I joined on the condition of anonymity. Here is my story and I appreciate anyone who can help:
My first crush did not work out and there were regrettable things that happened. I still cannot forgive myself for what I put that person through. We are now 'friends' but I'm not sure ** really considers me a friend. I don't have the ability to forgive anyone because I cannot forgive myself. Unless ** confirms our friendship, I'll never be able to move on. I have become totally focused on this goal and it has started taking over my dreams. I'm terrified to sleep (the dreams are unbearable), I have little or no appetite, I'm starting to completely lose focus, and I am in a perpetually bad mood (which my friends are resenting me for). I believe the only way to make the dreams stop is to be able to control them by lucid dreaming, but nothing is working for me. I don't know what to do.
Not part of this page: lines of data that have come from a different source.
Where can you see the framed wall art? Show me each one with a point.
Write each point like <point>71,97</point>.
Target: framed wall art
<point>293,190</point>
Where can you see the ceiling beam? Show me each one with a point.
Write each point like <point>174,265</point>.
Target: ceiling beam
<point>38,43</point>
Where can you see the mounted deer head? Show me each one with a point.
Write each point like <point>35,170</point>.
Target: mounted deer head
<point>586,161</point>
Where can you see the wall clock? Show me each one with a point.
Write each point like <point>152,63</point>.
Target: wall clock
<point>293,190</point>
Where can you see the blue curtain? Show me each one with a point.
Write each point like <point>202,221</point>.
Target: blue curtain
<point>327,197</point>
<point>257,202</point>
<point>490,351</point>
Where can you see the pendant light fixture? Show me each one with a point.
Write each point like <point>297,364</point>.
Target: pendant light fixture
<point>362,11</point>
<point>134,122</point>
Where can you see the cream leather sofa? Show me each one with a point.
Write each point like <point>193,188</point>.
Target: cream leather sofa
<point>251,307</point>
I appreciate your reply. Before I reply, your response sparked a question within me, if we are not to use lucid dreaming to escape reality, then what for?
I'm not evading fault, but I'm not to blame for this situation. I never hurt this person directly, however, when we were in school, I had a friend put anon notes in C's locker against my wishes. It was decided I was at fault and the situation went from there. We are becoming friends, and I will have to point blank ask, but it's the reply that I'm terrified of. I cannot bear being banished from C's life again. However, I will lose my sanity if the dreams don't stop, which is why I'm trying to control my dreams by learning to lucid dream.
I really appreciate your input. Thank you for taking an interest.